To whom do Shebaa Farms belong?

Zoom in on this ‘border anomaly’ at the heart of the post-war negotiations. 

To whom do Shebaa Farms belong?

Speaker of Parliament Nabih Berri points to Shebaa Farms on a huge map of Lebanon during the National Dialogue Conference held in March 2006. (Credit: Berri's Facebook page)

On May 25, 2000, Israel withdrew from south Lebanon after more than 22 years of occupation. It was then that Lebanon discovered a piece of forgotten territory: The Shebaa Farms.

Although the majority of Lebanese people were unaware of this tiny piece’s existence in the Golan Heights, which the international community considers Syrian and occupied by Israel since 1967. Shebaa Farms has suddenly become a territorial claim by Beirut.

This 14 kilometers long and two kilometers wide segment, situated to the south of the Sunni-majority village of Shebaa, in Hasbaya district, has provided Hezbollah with a golden pretext to keep its arsenal to “liberate what remains [occupied] of the Lebanese territory.”

24 years later, Shebaa Farms are back in the news. This is because they are now at the heart of the post-Oct. 7 war negotiations.

For US envoy Amos Hochstein, defusing the escalation between Hezbollah and Israel requires a border demarcation agreement, which Beirut believes must include, among other things, an Israeli withdrawal from that area.

“We have the opportunity to liberate all our territory, including Shebaa Farms,” said Hezbollah’s Secretary General Hassan Nasrallah in early January. But how did Shebaa Farms become “our territory”?

To answer this question, we need — as is often the case — to go back to the origins of Greater Lebanon. When the French drew the country’s borders in 1920, they did so on the basis of not very precise maps drawn in 1862 by the topographical brigade of the Expedition Corps in Syria, which had intervened in Mount Lebanon (then Ottoman territory) to put an end to sectarian clashes between the Druze and Maronites.

Some 60 years later, Syria and Lebanon came under French mandate. But their approximate borders were not demarcated, as the French saw no urgent need to do so.

The Paulet-Newcombe agreement between Paris and London in 1923 only delimited the international border between Lebanon and Palestine, which was placed under British mandate.

As a result, the Lebanon-Syria border was lined with gray areas.
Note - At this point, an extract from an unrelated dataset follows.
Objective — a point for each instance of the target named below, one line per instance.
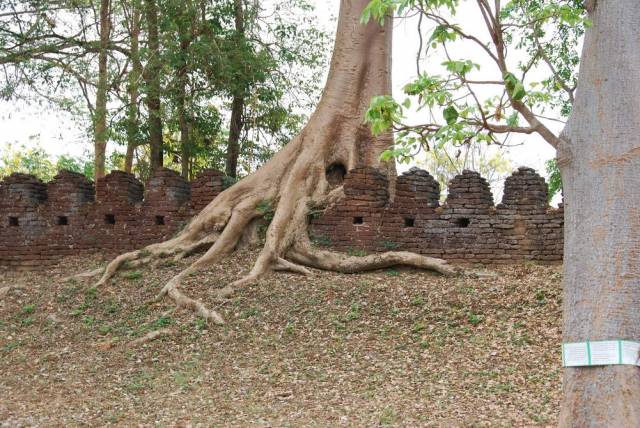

Shebaa Farms, located between the village of Ghajar to the west, Jabal Hawarta (one of Mount Hermon’s summits) to the east and the Wadi Assal river to the south, are a stark illustration of this.

A “loaded withdrawal”?

According to US historian Asher Kaufman, the maps of the time seemed to place the territory in question, which is made up of 14 farms, in Syria. Nevertheless, they were de facto under Lebanese sovereignty.

In 1920, for example, when the villagers of Shebaa cut down trees in the farms to pay a fine imposed by the French high commissioner, it was the governor of the Lebanese Hasbaya governorate (and not of the Syrian Qunaitra governorate) who intervened, considering that the felling of trees in this area was under his jurisdiction.

Pierre Bart, an administrative consul to the French administration in south Lebanon, concluded that the river Wadi Assal (now renamed Nahel Sion by Israel) was the actual border between the two republics.

“This border anomaly is likely to create problems,” said Bernoville (first name unknown), a French special services officer stationed in Damascus, in 1939, and stressed the importance of resolving this issue.

Since Lebanon’s independence in 1943 and Syria’s in 1946, however, no serious initiative has been taken to resolve the dispute, perhaps because the status quo suits both countries, but also the smugglers.

It was in 1958 that Lebanon largely lost its control over Shebaa Farms. President Camille Chamoun’s pro-Western stance soured relations with the United Arab Republic (brief union between Syria and Egypt, dominated by the latter), whose army then moved into the area, amid a total indifference from the authorities and the media in Beirut.

Nine years later, Israel annexed the Syrian Golan (including the Shebaa Farms) following a lightning offensive. Not a word was heard from the Lebanese side then either.

Shebaa Farms were not remembered until 2000, when Israeli Prime Minister Ehud Barak unilaterally announced the end of the occupation of south Lebanon, in accordance with UN Security Council Resolution 425.

Although this had been one of his key promises in his campaign during the 1999 legislative elections (the last to be won by the left), the announcement still came as a surprise in Beirut, where the pro-Hezbollah circles, fearful of losing the status of “resistance,” denounced a “loaded withdrawal.”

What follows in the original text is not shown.